The Eurozone financial crisis sheds light on a mismatch: Although academic models of the Europolity have focussed on its non-state nature, political discourse has sticked to the federal model most notably for legitimating how the EU obtained new fiscal, economic and monetary powers during the crisis. In the first part, we show that at the same time, these quasi-federal models are at odds with the increasingly fragmented and intergovernmental nature of the EU.
In the second part, we explain this mismatch between federal vision and fragmented political process. The decisive factor seems to be ‘constraining dissensus’: EU polity development is now politicized in many countries, and decisions about the future shape of the EU are much more widely debated in public than during the ‘permissive consensus’ period until the 1990s.
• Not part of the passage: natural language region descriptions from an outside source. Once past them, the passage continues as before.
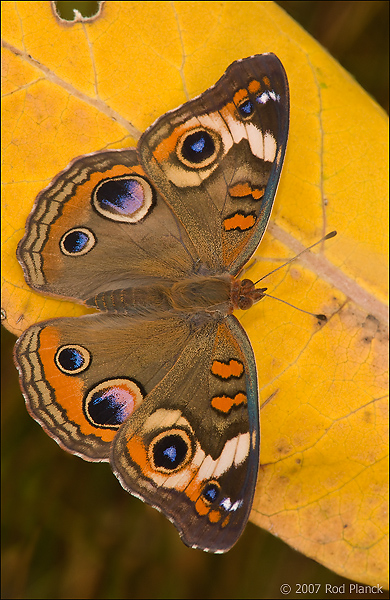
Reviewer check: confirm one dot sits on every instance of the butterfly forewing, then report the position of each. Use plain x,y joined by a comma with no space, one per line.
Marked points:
217,160
163,380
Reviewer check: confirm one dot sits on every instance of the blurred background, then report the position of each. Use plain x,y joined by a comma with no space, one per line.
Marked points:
68,529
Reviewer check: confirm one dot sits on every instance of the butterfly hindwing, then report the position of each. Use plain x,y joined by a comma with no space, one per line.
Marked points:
83,377
162,381
188,450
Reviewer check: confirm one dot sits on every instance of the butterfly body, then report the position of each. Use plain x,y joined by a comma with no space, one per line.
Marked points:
162,380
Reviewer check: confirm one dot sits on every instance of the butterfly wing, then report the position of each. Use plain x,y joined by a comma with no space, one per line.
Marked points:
192,449
100,225
83,377
217,160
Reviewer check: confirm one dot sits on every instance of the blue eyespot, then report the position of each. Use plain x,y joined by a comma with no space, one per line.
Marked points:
246,108
107,408
77,242
198,147
169,452
109,403
127,199
124,196
211,492
72,359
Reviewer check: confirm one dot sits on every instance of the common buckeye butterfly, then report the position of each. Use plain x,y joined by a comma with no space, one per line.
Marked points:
162,381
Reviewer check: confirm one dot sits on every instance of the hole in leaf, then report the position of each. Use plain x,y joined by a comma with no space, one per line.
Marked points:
65,10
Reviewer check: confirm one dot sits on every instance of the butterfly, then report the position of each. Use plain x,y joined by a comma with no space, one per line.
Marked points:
162,381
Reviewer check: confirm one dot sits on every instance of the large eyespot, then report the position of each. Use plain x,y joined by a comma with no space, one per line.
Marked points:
127,199
198,147
211,492
246,109
110,403
170,451
72,359
77,241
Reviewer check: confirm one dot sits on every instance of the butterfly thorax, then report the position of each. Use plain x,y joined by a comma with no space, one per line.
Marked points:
212,294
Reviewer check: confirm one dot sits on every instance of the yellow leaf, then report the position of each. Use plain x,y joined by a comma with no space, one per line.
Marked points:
75,88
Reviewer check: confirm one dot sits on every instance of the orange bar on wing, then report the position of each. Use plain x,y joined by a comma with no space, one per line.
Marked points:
257,194
254,86
231,369
240,95
266,81
240,190
214,516
239,221
226,403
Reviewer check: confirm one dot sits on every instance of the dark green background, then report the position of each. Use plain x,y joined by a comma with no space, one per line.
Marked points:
68,528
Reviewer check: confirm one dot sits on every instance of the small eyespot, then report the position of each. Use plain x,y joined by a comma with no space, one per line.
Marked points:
198,148
111,402
77,241
246,109
170,451
263,98
127,199
211,492
72,359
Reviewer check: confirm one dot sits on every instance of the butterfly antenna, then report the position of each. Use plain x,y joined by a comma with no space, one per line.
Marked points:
320,317
326,237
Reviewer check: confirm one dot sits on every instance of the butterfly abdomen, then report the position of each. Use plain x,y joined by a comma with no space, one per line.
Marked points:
191,295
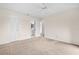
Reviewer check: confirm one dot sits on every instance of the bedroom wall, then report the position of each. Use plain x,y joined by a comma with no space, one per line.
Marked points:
13,26
63,26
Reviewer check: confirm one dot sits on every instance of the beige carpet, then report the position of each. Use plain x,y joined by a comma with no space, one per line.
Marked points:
38,46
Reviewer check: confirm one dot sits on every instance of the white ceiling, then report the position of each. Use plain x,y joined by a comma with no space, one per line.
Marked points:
37,9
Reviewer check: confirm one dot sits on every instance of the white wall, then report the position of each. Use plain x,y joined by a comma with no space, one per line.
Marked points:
13,26
63,26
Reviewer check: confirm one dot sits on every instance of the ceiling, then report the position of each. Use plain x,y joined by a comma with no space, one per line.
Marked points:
38,9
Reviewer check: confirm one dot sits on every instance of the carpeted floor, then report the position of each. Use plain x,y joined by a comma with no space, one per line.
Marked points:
38,46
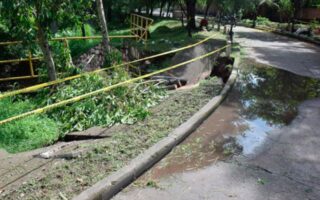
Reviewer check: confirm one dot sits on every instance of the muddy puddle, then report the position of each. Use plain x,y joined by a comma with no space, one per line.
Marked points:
263,99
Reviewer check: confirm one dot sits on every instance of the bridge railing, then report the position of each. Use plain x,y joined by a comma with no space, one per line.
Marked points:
139,26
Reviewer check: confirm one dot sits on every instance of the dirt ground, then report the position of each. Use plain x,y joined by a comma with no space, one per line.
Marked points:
72,167
272,114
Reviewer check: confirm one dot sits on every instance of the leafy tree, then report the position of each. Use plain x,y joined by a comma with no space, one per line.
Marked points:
32,19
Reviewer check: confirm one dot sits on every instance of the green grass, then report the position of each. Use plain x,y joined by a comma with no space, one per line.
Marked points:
29,133
125,144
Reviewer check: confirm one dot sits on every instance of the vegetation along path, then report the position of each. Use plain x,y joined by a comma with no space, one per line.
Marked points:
261,143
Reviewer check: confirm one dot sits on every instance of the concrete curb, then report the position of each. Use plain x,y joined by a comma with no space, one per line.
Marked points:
112,184
288,34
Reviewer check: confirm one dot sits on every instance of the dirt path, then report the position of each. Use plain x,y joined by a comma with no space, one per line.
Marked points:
262,143
279,51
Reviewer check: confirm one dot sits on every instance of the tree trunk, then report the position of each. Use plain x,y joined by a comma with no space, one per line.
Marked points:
103,25
83,30
161,8
254,22
168,8
47,55
191,14
219,21
151,10
183,13
109,10
207,9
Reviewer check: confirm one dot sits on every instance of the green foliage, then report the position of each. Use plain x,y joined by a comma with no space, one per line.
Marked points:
263,21
28,133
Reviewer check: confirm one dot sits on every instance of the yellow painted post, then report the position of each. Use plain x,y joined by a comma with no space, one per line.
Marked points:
31,64
147,25
131,23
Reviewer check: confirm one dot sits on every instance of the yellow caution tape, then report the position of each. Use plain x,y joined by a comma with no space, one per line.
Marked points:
43,85
84,96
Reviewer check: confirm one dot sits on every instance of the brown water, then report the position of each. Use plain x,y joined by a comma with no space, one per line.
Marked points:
263,99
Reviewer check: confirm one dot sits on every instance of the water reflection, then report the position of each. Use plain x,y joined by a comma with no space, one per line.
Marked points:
272,94
262,100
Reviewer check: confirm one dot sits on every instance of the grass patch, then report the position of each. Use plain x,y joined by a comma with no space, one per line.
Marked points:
28,133
127,142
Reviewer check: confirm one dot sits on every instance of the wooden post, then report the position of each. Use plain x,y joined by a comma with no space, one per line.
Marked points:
67,49
31,64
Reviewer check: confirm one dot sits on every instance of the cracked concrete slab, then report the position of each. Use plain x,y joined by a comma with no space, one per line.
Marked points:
280,51
284,165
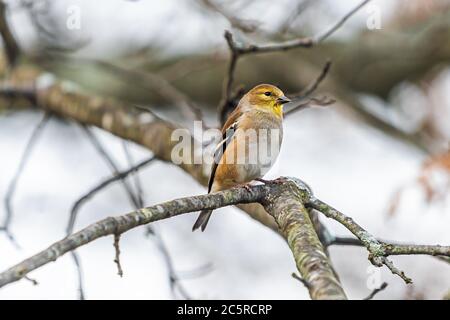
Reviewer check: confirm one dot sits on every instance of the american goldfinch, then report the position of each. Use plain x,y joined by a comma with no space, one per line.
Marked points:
251,142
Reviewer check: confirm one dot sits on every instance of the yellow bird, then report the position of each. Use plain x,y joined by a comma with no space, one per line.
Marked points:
251,142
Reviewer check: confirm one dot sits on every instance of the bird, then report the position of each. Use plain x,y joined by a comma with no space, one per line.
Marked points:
254,127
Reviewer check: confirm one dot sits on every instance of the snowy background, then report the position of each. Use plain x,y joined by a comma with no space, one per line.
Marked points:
348,165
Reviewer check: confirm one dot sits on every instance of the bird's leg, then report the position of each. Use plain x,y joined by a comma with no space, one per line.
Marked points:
279,180
246,186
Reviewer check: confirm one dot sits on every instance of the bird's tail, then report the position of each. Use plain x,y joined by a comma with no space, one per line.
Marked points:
202,220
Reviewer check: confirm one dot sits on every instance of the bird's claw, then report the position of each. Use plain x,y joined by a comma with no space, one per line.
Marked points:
276,181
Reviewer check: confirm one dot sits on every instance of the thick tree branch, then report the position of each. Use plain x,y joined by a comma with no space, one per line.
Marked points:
283,201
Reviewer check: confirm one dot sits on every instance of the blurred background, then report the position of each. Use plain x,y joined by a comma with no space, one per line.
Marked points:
380,153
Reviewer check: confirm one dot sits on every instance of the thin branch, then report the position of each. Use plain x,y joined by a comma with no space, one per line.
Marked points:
328,33
10,44
314,85
99,187
117,257
174,278
239,49
34,137
303,281
376,291
324,101
246,26
160,86
378,250
102,151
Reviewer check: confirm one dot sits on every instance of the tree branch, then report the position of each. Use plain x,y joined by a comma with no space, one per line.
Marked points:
11,47
282,200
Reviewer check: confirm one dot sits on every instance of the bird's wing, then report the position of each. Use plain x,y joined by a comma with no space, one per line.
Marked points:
228,131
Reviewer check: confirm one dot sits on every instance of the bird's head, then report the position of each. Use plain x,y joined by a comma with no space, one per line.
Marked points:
267,97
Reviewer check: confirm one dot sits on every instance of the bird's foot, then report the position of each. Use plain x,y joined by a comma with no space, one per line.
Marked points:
275,181
246,186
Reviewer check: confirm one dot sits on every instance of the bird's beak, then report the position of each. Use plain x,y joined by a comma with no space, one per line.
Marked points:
283,100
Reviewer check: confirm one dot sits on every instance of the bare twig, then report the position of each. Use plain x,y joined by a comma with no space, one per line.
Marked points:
88,195
160,86
376,291
174,278
117,257
378,250
314,85
246,26
315,269
328,33
11,47
238,49
283,201
324,101
22,163
121,224
303,281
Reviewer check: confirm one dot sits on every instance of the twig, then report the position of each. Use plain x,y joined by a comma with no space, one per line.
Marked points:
378,250
328,33
77,261
303,281
33,281
324,101
237,50
98,146
99,187
10,44
375,291
121,224
246,26
117,257
174,278
160,86
22,163
314,85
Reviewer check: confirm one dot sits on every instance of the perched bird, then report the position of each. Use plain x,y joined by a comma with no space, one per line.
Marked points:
251,142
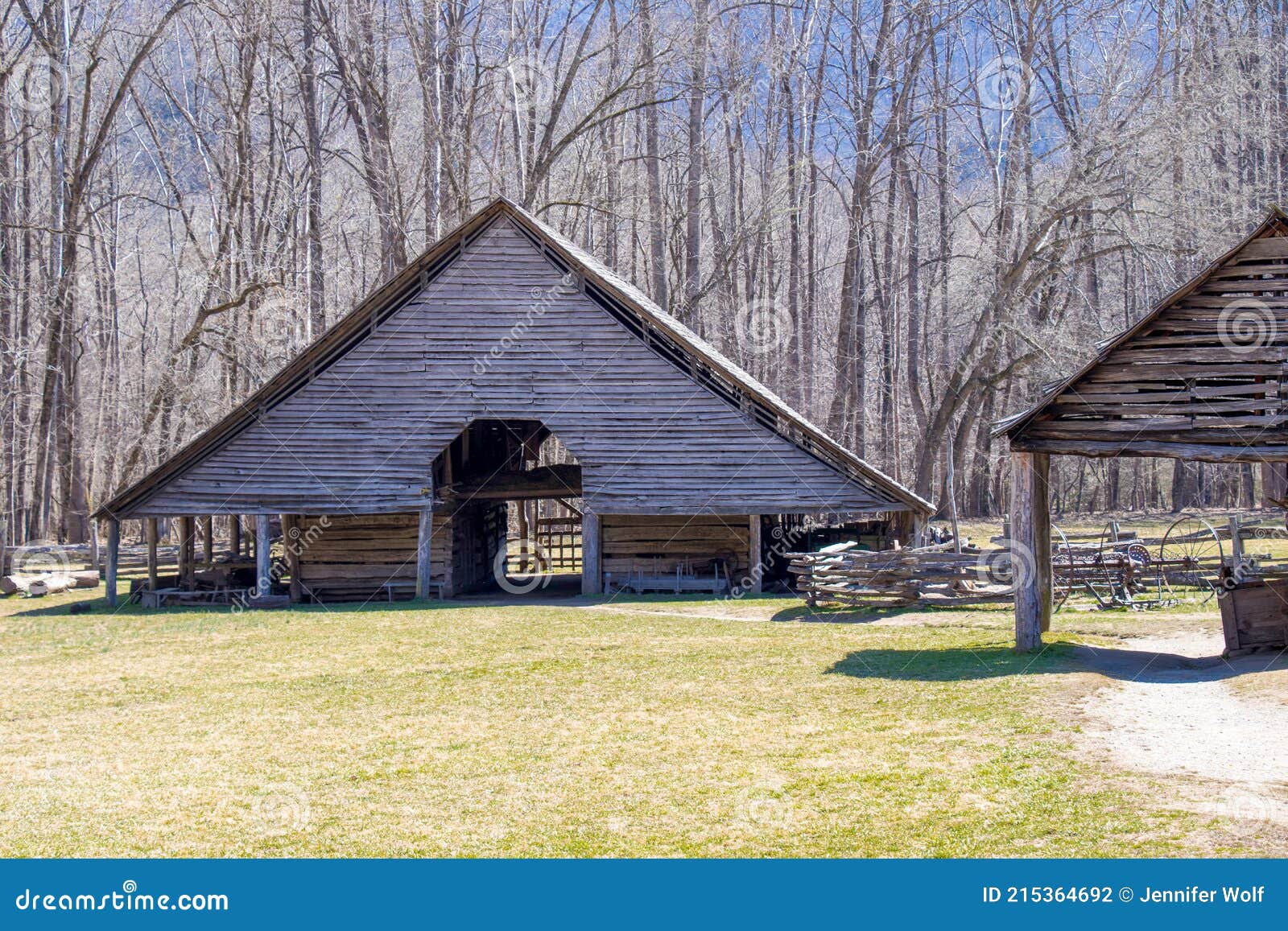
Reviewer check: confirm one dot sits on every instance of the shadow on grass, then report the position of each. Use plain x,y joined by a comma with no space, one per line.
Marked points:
964,663
97,608
803,613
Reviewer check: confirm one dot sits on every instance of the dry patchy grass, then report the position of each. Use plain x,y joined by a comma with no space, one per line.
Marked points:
648,727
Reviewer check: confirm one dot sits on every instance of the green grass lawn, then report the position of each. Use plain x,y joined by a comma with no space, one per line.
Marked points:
650,727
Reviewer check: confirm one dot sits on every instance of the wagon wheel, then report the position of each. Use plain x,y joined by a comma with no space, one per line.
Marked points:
1062,568
1191,558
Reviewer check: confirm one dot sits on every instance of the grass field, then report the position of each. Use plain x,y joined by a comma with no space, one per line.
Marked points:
646,727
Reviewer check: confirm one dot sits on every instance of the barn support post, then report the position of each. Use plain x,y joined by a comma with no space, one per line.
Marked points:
291,546
150,529
187,551
263,566
208,541
424,550
1030,547
114,553
592,563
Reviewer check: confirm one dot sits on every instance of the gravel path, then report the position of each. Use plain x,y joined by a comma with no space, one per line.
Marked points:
1172,712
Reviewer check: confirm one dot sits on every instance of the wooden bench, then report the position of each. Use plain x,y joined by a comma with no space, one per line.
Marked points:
436,589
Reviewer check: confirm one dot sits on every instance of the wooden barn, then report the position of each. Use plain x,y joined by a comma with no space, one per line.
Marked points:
1201,377
402,452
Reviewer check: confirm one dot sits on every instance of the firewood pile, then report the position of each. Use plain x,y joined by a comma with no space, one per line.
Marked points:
897,579
48,583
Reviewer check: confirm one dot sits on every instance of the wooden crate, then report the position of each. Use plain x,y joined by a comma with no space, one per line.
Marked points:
1255,615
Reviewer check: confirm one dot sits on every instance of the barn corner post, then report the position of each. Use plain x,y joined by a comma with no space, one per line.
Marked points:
150,528
592,562
114,549
263,558
1030,547
425,542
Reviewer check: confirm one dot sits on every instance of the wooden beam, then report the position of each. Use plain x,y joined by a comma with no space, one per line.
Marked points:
1217,451
263,563
424,546
1030,547
291,545
152,534
513,484
114,553
187,551
208,541
592,559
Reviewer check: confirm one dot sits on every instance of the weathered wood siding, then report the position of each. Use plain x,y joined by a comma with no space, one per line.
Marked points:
352,557
657,545
1203,379
502,334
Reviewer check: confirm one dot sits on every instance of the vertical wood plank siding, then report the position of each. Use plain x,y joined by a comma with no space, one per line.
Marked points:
502,334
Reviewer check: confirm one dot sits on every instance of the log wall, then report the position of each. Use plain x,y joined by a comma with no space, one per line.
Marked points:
502,332
349,559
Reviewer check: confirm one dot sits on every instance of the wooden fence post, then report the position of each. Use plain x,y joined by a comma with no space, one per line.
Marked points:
114,549
1030,547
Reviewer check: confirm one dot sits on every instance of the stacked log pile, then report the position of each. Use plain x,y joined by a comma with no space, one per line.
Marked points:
35,586
897,579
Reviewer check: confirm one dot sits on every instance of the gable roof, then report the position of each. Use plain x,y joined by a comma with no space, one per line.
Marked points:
1195,377
671,339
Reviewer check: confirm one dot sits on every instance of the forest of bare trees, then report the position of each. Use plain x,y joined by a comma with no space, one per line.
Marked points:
903,216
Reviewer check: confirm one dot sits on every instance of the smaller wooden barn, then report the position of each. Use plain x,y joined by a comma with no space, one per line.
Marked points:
405,450
1202,377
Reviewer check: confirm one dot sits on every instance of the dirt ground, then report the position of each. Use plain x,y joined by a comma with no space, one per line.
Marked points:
1176,708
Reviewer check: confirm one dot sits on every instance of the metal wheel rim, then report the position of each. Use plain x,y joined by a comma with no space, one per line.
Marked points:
1191,538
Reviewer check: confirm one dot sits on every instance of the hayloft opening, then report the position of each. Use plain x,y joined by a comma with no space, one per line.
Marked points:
513,491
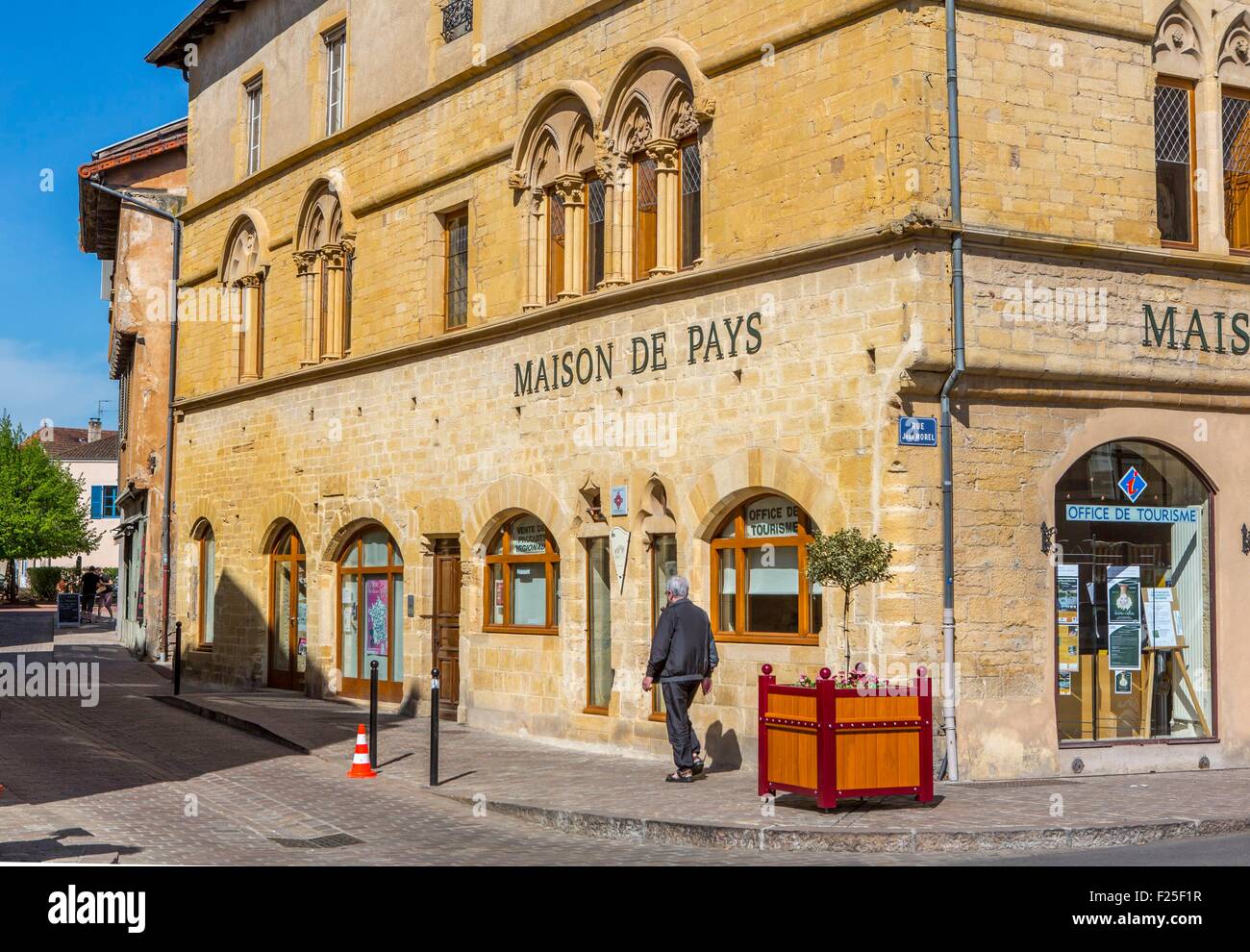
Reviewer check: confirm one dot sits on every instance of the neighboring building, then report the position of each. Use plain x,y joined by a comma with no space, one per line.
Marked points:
469,287
138,254
90,455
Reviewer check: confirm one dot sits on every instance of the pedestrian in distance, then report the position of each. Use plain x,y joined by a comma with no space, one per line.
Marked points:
88,586
683,658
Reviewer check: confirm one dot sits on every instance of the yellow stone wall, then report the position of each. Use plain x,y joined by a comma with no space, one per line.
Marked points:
826,210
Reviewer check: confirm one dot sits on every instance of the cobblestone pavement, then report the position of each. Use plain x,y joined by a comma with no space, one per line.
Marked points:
134,780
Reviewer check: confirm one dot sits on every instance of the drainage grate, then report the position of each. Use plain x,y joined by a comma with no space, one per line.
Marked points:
321,842
1009,784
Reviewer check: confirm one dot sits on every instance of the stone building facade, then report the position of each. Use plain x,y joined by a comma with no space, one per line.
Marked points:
466,297
137,251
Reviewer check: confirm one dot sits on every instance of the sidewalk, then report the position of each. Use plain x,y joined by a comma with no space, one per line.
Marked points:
619,797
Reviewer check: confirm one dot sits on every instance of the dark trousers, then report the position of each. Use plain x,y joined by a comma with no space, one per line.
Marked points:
678,697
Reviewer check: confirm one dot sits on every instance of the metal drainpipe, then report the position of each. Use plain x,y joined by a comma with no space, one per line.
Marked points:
166,508
948,489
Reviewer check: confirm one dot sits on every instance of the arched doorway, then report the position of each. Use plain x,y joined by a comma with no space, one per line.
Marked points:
1134,596
288,611
370,625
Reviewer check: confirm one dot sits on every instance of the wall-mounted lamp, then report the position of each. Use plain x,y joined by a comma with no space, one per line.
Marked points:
1048,538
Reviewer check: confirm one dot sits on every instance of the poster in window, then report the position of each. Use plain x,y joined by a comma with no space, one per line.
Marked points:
375,616
1124,595
1161,617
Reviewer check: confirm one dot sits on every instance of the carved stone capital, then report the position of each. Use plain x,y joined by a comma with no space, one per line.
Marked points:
305,263
571,190
666,155
336,256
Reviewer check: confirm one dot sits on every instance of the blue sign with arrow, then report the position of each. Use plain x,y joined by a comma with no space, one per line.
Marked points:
1133,484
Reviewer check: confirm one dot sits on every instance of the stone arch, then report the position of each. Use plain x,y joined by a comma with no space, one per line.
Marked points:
280,512
757,471
351,520
566,113
1180,42
654,71
238,260
508,497
1234,65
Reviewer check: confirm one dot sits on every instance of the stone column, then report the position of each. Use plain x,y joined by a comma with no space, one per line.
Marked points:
308,271
336,263
536,242
667,195
612,167
573,192
251,329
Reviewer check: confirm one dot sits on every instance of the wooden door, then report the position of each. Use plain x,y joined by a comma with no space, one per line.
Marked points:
288,614
446,625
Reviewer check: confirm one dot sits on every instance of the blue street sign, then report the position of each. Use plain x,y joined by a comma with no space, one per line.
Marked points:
917,431
1133,484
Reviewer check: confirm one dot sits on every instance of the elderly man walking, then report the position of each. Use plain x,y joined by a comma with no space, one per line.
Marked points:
683,656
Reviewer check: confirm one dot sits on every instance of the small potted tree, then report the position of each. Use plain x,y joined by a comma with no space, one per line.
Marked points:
849,560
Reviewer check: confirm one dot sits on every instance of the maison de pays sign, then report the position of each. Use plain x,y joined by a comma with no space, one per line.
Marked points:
704,342
1219,333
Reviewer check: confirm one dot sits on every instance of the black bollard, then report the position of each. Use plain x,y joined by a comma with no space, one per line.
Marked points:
434,727
373,714
178,659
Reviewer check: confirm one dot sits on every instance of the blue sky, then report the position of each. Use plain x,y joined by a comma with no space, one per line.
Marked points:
75,83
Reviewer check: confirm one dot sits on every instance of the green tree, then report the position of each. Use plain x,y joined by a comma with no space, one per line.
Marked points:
848,560
42,514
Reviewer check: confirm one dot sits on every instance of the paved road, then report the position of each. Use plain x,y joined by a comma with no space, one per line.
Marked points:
133,780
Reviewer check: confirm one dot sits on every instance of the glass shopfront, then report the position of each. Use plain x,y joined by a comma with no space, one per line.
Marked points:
1133,597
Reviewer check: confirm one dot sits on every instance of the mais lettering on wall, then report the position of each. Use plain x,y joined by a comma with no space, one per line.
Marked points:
717,340
1229,335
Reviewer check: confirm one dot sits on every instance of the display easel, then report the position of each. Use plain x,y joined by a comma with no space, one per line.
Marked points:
1175,656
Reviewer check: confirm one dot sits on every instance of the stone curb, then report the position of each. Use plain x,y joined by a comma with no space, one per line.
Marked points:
238,723
673,832
837,841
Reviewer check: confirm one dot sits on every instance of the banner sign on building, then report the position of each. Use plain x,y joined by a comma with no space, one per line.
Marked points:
1124,617
1151,514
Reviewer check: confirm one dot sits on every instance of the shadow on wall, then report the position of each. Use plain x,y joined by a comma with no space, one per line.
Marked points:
723,747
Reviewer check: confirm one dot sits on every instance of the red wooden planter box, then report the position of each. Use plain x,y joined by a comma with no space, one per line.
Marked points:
834,743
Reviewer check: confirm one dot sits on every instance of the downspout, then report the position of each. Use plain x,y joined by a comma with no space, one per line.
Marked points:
167,502
948,489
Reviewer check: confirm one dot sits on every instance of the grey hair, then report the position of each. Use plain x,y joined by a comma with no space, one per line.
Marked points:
678,586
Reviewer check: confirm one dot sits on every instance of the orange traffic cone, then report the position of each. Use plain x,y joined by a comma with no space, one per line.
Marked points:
361,761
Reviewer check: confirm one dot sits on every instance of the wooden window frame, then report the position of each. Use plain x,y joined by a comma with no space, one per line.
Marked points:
555,275
336,38
388,689
641,274
682,203
738,543
1244,95
591,709
588,284
449,222
550,559
1188,87
201,535
254,91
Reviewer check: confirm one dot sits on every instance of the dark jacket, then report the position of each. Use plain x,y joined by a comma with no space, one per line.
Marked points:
683,647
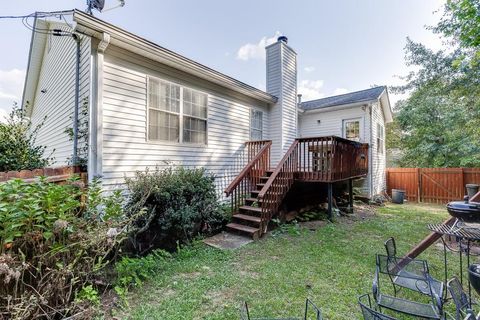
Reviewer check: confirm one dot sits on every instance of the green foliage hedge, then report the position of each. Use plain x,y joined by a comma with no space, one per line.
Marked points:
180,203
55,242
18,150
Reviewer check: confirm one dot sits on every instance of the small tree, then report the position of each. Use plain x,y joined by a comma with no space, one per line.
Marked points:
18,150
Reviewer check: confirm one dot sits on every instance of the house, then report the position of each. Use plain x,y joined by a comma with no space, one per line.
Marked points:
144,106
359,116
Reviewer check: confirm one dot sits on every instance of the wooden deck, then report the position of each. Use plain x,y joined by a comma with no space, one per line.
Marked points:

Majoritarian actors play an increasingly important role in EU polity development but are often severely constrained by public opposition. At the same time, there is strong interest group pressure and a strong functional demand to cope with policy externalities, fight against external shocks or realize economies of scale. As a result, federalist rhetoric prevails because it is the only publicly available symbolic reference point for EU development in a period where intergovernmentalism does not offer a valid blueprint for the EU’s institutional development any more (intergovernmentalism understood as a polity model, not as an explanatory theory).
We conclude by arguing that as a result, polity-making procedes in a fragmented way with a heavy emphasis on regulating core state functions and differentiated integration precisely because federal state making is blocked by constraining dissensus. Paradoxically, the higher the functional pressure for allocating core state powers to the EU level, the more difficult it becomes politically, resulting in regulation of core state powers but not in federation.